We’ve been told all our lives that the day would come. The day when we will officially turn into our Moms. It’s universal. It’s a mysterious phenomenon that can not be avoided and can not be controlled. One day you wake up and bam! – You can’t keep your kids names straight, you remind people to grab a jacket before leaving the house and you’ve become a bit more judgmental. *You’re going to wear that?*
I noticed the change slowly. I shrugged off the first few warnings, thinking it was just paranoia. I brushed off the comments when people started saying I looked so much like her. I ignored the first few signs, thinking they were just coincidences. A little similarity here and there. A comment about turning this car around, which I swore I’d never utter. The gestures. The mannerisms. All the little things. I’d catch myself standing with my hands on my hips, with a “because I said so” attitude all over the place. I chalked it up to a bad day, while in the back of my mind a quiet voice whispered to me, Good Lord, it’s happening.
I’ve noticed recently that I’m prone to spilling little bits of my lunch or dinner on my shirt. Something my Mom was famous for. It happens most when Clark is with me. “You’ve got a big blob of something on your shirt” I got tired of today’s young food servers staring dumbfounded at me, a look of confusion on their little freckled faces when I asked for a small glass of soda water to dab on my spill. So, I’ve started carrying stain sticks around in my purse. That’s right. I admit it. I carry stain sticks. Oh, I’ve seen older men just eat with a napkin tucked in around their neck to catch the spillage, like a big adult sized bib, but I think I’m a few years away from that yet.
The metamorphism has taken place slowly. Suddenly, running three errands to three different stores in a single day is exhausting. It’s just too much. And, I run the errands early because I feel the need to be home by 4:00 to start thinking about dinner. (By the time Clark gets home from work, I’ve usually got the restaurant all picked out. Hurray!!) It’s not that we don’t have enough food in the house to cook a dinner. No, we have plenty of food. After-all, I’ve started to stock up on things (just like my mom did) because if a storm or inclement weather is predicted, God forbid we don’t have enough tuna in the house. Or, frozen bread. My mom stocked up on things because there was a big sale she could not pass up – even if it was for something she never used. I’m on the lookout for that habit to start creeping into my everyday happenings.
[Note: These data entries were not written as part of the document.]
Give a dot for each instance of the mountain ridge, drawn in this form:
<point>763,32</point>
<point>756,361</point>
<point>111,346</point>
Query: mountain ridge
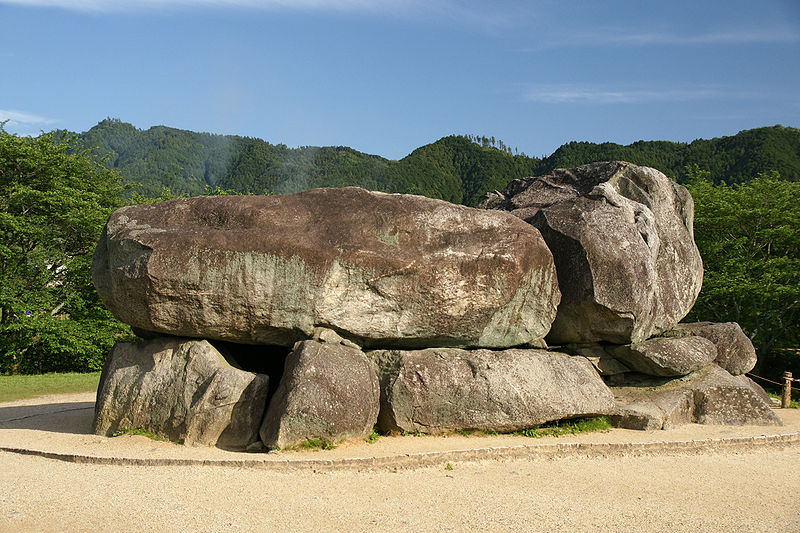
<point>456,168</point>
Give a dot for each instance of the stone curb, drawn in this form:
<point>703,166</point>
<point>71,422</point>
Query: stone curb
<point>439,458</point>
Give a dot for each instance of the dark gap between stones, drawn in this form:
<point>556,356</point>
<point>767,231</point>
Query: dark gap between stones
<point>257,358</point>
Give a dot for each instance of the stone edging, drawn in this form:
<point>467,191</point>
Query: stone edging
<point>439,458</point>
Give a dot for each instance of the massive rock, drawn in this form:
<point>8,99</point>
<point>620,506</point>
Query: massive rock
<point>180,389</point>
<point>439,390</point>
<point>622,239</point>
<point>735,351</point>
<point>380,269</point>
<point>329,391</point>
<point>710,396</point>
<point>665,356</point>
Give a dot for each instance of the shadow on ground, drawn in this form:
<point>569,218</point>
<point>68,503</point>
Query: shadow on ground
<point>71,417</point>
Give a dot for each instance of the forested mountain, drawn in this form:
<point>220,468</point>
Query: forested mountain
<point>455,168</point>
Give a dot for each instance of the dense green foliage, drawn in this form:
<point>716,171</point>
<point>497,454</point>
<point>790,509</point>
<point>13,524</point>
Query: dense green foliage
<point>53,205</point>
<point>727,159</point>
<point>749,237</point>
<point>21,386</point>
<point>456,168</point>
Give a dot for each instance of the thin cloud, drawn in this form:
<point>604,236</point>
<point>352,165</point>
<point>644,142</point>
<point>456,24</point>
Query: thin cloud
<point>774,36</point>
<point>148,5</point>
<point>569,94</point>
<point>23,123</point>
<point>618,37</point>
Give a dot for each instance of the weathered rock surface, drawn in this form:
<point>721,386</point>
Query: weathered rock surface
<point>666,356</point>
<point>386,269</point>
<point>180,389</point>
<point>439,390</point>
<point>622,239</point>
<point>710,396</point>
<point>329,391</point>
<point>735,351</point>
<point>603,362</point>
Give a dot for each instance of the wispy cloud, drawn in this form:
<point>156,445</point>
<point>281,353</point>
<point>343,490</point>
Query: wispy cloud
<point>144,5</point>
<point>619,37</point>
<point>586,94</point>
<point>24,123</point>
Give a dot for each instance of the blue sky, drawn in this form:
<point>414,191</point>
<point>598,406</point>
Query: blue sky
<point>387,76</point>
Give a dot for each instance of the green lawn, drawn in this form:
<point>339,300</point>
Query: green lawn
<point>20,387</point>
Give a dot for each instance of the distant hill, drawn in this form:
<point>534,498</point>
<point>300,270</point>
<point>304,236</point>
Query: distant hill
<point>455,168</point>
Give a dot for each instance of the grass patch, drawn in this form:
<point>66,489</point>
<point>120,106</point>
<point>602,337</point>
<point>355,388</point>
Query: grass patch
<point>138,431</point>
<point>311,444</point>
<point>566,427</point>
<point>20,387</point>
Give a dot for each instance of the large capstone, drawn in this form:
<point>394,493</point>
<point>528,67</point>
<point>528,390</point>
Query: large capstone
<point>623,243</point>
<point>380,269</point>
<point>180,389</point>
<point>329,392</point>
<point>440,390</point>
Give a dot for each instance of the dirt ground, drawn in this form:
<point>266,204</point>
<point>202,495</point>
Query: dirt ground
<point>706,489</point>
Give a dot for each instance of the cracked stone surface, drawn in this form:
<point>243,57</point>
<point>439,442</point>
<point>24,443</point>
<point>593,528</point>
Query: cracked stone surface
<point>182,390</point>
<point>623,242</point>
<point>380,269</point>
<point>440,390</point>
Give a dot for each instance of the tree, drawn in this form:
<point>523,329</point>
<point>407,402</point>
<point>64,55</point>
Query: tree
<point>54,202</point>
<point>749,237</point>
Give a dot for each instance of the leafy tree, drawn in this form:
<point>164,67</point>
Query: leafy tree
<point>749,237</point>
<point>54,202</point>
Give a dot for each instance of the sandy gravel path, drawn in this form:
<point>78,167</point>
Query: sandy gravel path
<point>699,490</point>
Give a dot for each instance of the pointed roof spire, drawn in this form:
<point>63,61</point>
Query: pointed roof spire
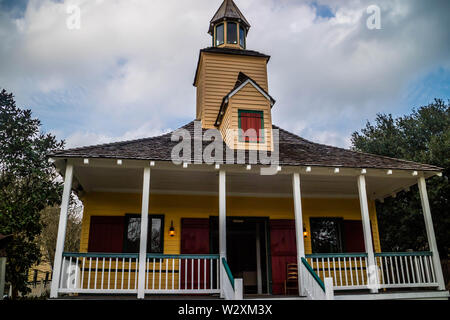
<point>228,11</point>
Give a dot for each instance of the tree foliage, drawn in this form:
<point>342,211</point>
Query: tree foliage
<point>50,222</point>
<point>423,136</point>
<point>28,184</point>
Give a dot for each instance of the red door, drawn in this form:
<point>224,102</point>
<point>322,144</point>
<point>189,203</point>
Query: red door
<point>195,240</point>
<point>283,250</point>
<point>106,234</point>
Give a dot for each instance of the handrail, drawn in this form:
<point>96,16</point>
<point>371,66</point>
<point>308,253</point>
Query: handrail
<point>100,255</point>
<point>403,254</point>
<point>315,276</point>
<point>337,255</point>
<point>182,256</point>
<point>228,271</point>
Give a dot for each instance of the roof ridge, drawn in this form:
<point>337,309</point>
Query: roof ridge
<point>117,143</point>
<point>356,151</point>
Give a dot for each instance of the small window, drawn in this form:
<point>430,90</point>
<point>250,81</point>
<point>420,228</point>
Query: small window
<point>242,37</point>
<point>326,235</point>
<point>132,234</point>
<point>251,124</point>
<point>220,35</point>
<point>231,33</point>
So, why is it that our biggest fear in life is that we’re turning into our mothers? As a young girl, it’s a dream to be just like your mom. But, as you grow older it’s more like every woman’s nightmare. No matter how amazing our moms are, (and let’s face it, they truly are amazing) there is something scary about turning into them.
But, is it truly the fear of turning into them that has us all tied up in knots? Or, could it be the acknowledgment that we’re simply getting older. We suddenly start to walk into rooms and completely forget why we went there in the first place. *what was I looking for?* Our tolerance for alcohol started to diminish. It’s that second Cabernet or Martini that always puts me over the edge. (But what harm’s a little cockie now and then?) We shut the drapes at dusk so we can get into our jammies and be comfy and we get up at the crack of dawn declaring ourselves “morning people” when in reality, we are just getting older and need less sleep. We start to choose to stay in on weekend nights rather than go out and when we do go out, we go close to home.
So, have Mom’s been getting a bad rap all these years? Are we really so opposed to “becoming” the women who raised us and nurtured us and guided us through everything we know about life?
They were there for us when puberty turned us ugly and hostile. They stood by us when we resented their very beings and didn’t hold anything against us when we came out on the other side and became human again. And, as we grew into adulthood our mom’s actually became our friends – someone we enjoyed spending time with and talking to. All in all, when you really think about it, there probably are worse people we could morph into.
So, remember what your mom always told you. One day someone is going to be thinking the same about you!
How Absurd – we’re cool! Who wouldn’t want to be like us??